The history of GMS is a story that is just beginning to be written.
Gonzaga Middle School of Winnipeg supports children from low-income families to help them develop to their full potential, to break the cycle of poverty and to become leaders for the service of others through its delivery of an enhanced Manitoba Education approved curriculum in a Jesuit Nativity-model middle school education. It is only with the support and engagement of the local community, GMS Board and Committee members, alumni of SPHS and alumnae of SMA, the larger Winnipeg community and people of many faiths and backgrounds that GMS will thrive and serve its mission.

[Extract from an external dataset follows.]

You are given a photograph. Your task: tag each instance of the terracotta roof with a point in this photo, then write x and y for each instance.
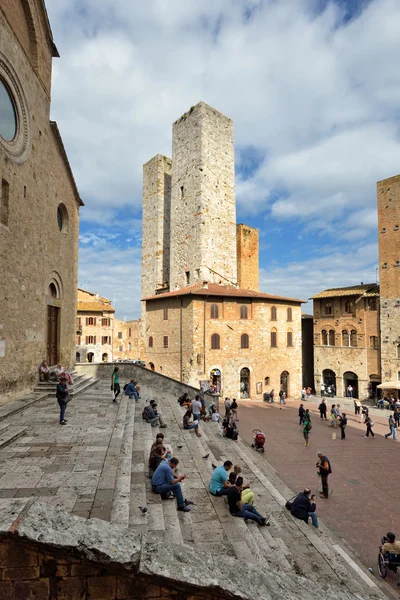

As an independent school in Manitoba, GMS will not receive any school funding from the Province for its first three years of operation. Given that it serves low-income families and provide an extensive program of additional support, enrichment and resources to students without tuition, it is only through growing a broad cross-section of philanthropic support from individuals and corporations within and beyond Winnipeg that GMS’ history will continue to be written. Consider being part of that story – fulfilling potential – one student at a time – by making a contribution through volunteering your time or donating directly to GMS.
The Dexter/right side (from the point of view of the wearer) is typically reserved in heraldic designs for familial lineage or heritage:
The Wolves and Oil Pot in the upper left, and the Seven Bars awarded for bravery, one for each of the sons of Loyola, are traditional symbols of the Loyola family. St. Ignatius Loyola is the founder of the Society of Jesus – the religious order that has endorsed GMS.
In addition, the G for St. Aloysius Gonzaga, SJ, floats over the seven bars, contextualizing him specifically as the patron saint namesake for GMS. The wolves have also been chosen as the GMS team name and logo (see team logo explanation here).
The Sinister/left side (from the point of view of the wearer) is reserved for the crest wearer’s specific symbols:
The sun has multiple meanings: it represents life giving energy needed to bring forth life and provide food for the earth; it represents the light of education and understanding which are essential in helping us be good stewards of creation; and, in the Jesuit tradition, the sun in the main element in the Jesuit logo – representing Jesus.
The quill pen and book specifically show that GMS is a school and represent learning, knowledge, communication, writing and education.
The division of the crest in half in the Dexter and along the Pale/Centreline: references the convergence of the Assiniboine and Red rivers, or “the Forks” and provides a local Winnipeg context to the design that speaks to the history of aboriginal and European people, waves of immigration to the city and its founding economic activity.
The Forks was a traditional meeting place of Indigenous Peoples has a rich history of early Indigenous settlement, the fur trade, the advent of the railway, waves of immigration and the Industrial Age. Today it is both a heritage site and the number one tourist destination in Winnipeg as well as the site of the new Canadian Museum of Human Rights. http://www.theforks.com/about/history
Circles have been used in many cultures with many meanings; being inherently non-hierarchical and inclusive, they represent respect, equality, continuity and interconnectedness.